Analyzing a surge of Kia and Hyundai thefts across the U.S., authorities say the cars aren’t being stolen to make money, but rather have been fueled by social-media challenges targeting certain models of the cars because they are so easy to steal. The vehicles typically are used for joy riding or to commit other crimes, the Wall Street Journal reports. Models affected include Kias built between 2011 and 2021 and certain models of Hyundai between 2016 and 2021. Police from Atlanta to Seattle have warned about thefts of the cars, which are equipped with traditional keys and can be quickly stolen in part because unlike many other models, they lack a chip that would prevent them from starting when the key isn’t present. In Chicago, 601 Kias and Hyundais were reported stolen in August, compared with 58 in August 2021, says the Cook County Sheriff’s Office. “It really took off the last two months and now it’s exploded. I mean, the numbers are staggering,” said Sheriff Tom Dart. One of the first places to get hit by car theft was Milwaukee. The city is thought to be the base of groups such as the Kia Boys who made viral videos showing how to steal the vehicles.

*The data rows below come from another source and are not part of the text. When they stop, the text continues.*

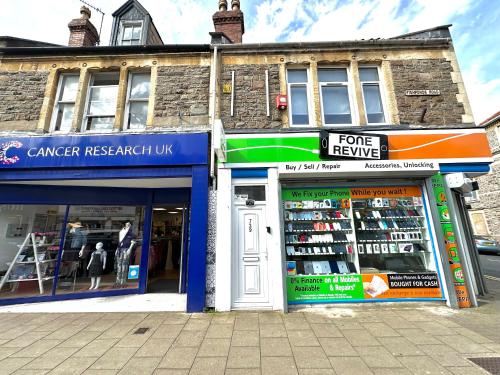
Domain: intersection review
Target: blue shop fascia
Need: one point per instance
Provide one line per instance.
(102, 215)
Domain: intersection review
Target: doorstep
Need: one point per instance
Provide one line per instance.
(128, 303)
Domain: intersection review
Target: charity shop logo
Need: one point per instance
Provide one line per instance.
(4, 147)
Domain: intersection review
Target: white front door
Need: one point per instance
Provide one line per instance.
(250, 265)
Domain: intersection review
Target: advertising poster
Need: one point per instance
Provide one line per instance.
(331, 288)
(450, 243)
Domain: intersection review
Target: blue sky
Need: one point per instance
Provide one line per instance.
(475, 31)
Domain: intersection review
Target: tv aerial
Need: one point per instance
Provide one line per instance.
(99, 11)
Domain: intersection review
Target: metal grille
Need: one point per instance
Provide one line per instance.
(490, 364)
(141, 331)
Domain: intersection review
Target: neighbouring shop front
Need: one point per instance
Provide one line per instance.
(93, 216)
(324, 217)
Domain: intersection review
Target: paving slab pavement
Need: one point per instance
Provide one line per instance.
(411, 338)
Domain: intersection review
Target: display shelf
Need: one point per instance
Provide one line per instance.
(321, 243)
(314, 220)
(388, 229)
(317, 231)
(390, 217)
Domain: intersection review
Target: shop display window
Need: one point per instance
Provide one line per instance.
(102, 249)
(357, 243)
(29, 244)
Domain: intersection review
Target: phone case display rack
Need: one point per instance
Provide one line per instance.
(315, 230)
(34, 261)
(330, 235)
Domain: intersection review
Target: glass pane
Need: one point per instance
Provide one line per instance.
(136, 33)
(300, 111)
(368, 74)
(140, 86)
(19, 255)
(137, 115)
(106, 79)
(336, 107)
(102, 248)
(373, 103)
(332, 75)
(69, 88)
(64, 117)
(101, 123)
(103, 100)
(127, 33)
(297, 76)
(257, 193)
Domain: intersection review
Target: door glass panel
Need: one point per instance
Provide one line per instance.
(29, 245)
(102, 249)
(255, 192)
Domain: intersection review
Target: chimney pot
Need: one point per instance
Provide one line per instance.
(81, 31)
(85, 12)
(222, 5)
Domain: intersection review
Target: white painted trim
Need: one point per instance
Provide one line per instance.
(222, 244)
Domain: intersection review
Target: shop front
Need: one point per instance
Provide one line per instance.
(94, 216)
(332, 216)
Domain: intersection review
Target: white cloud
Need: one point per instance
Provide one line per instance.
(484, 96)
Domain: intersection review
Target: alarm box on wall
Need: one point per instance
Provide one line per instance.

Police also found that teenagers and young adults were organizing into groups, putting out how-to videos on social media, creating songs and issuing challenges to others.


In St. Louis, 3,970 motor vehicles have been reported stolen this year through Aug. 29, up from 3,784 for all of last year. Some 48 percent of cars stolen were Kias and Hyundais which is significantly higher than the seven percent total in 2021. Last month, St. Louis officials threatened to take legal action against the two car makers. The companies are facing lawsuits seeking class-action status by owners in several states, alleging that the cars are defective. Recent models of the cars are equipped with a device called an immobilizer matched to a key with a chip that makes them harder to steal. “While no car can be made theft-proof, criminals are seeking vehicles solely equipped with a steel key and ‘turn-to-start’ ignition system,” Kia America said. Both companies said they have given away wheel locks to police to distribute to owners of the cars. Hyundai said it was offering a security upgrade that consumers would be able to buy starting in October.